Cassie is for the most part seen through the eyes of other characters and literally through her old videos that are playing constantly--"The Handmaid's Tail," "Miracle Sex Worker," "From Her To Eternity" are some of the titles that can be mentioned here-- in the room where the male performers, barefoot and wearing only their underwear, wait their turn. The principal characters are her manager/handler Sheila, Mr. 72, 137 and 600. Each of the male performers receives a number that indicates when he will be called to strut his stuff. Number 72 is a youngster who has brought flowers for Cassie; Number 137 is a former television star, hoping for a comeback, heavy into bronzer, lip-gloss and nail polish; and Number 600 is Branch Bacardi, a veteran porn star who has his own line of sex toys modeled after his organ. Theses four characters are harboring secrets that come out as this small novel (197 pages) unfolds in a plot that moves as quickly as the sex. (Sheila has a stopwatch and tells the performers when enough is enough.)
SNUFF, full of tongue-in-cheek humor, is a raw--oops-- look at the lucrative porn industry in these United States and a novel that I suspect both Charles Bukowski and Harry Crews would like. The author gives an unflinching account of these rather sad characters in language so vivid that you can smell the Stetson cologne and feel the sticky baby oil on the floor.

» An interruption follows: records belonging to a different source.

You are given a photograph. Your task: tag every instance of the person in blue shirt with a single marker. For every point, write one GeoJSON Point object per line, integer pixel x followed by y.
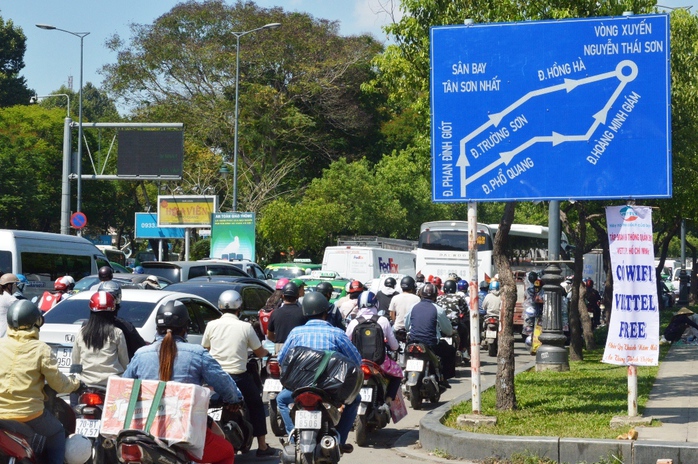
{"type": "Point", "coordinates": [318, 334]}
{"type": "Point", "coordinates": [170, 357]}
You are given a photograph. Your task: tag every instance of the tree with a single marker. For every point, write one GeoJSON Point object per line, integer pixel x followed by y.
{"type": "Point", "coordinates": [13, 46]}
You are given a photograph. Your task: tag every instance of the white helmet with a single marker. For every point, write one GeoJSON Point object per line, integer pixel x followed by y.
{"type": "Point", "coordinates": [78, 449]}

Mr. Plahniuk says in an interview that he wants to write novels that must compete with video games and music videos (and porn videos perhaps?), that he writes for people who otherwise would not read and that humor is crucial to his plot-driven stories. "Without humor, my books would be like those tragic Oprah books." The author succeeds admirably in SNUFF, which certainly will not make Ms. Winfrey's list.
Poor... Even for Chuck. May 27, 2008 9 out of 13 found this review helpful
If you disliked the ending of Lullaby, Invisible Monsters, or Choke... you will loathe the ending of Snuff. As the book plays out through its 4 narratives, you begin to see that though the writing is excellent; the story telling never goes anywhere. The black humor of the book comes though well, and the conveyor-belt-pornification of America has never been quite so hilariously in your face... this story takes off fast and hard, but completely fizzles with every page from the intros to the end.
Really, for all the great positives of the book; it is completely missing a backbone. The topic of Snuff itself, Cassie Wright, doesn't make an actual `appearance' until the very end. When Cassie finally does actually take part in the near real-time story, she disappoints and goes from unlikeable in the back story, to a despicable screw up that quickly becomes a stranger to the reader, completely alienating us to the point of hoping something bad happens to her. This just leaves no room for any type of audience connection, and it is a shame because until the last couple of chapters, she is the actual topic of this novella. As well as lacking any of the black humor that should have made her a goofy caricature.
I loved the porn descriptions, the satire of how truly stomach churning the sex industry is at its base. Unfortunately, I found it a little ironic that the very idea also parallels this book; it's a nice, pretty, attractive, glossy product... but it's just a shallow and hollow product that ends up as disturbing and unappealing as the world it is trying to satirize.
And at the end of the day, you are left with a few dollars missing from your wallet, and a very poor novel on your bookshelf. I recommend you skip unless you are absolutely the most diehard Chuck fan. Overall I feel that it was a waste of time to read, and truly a shame.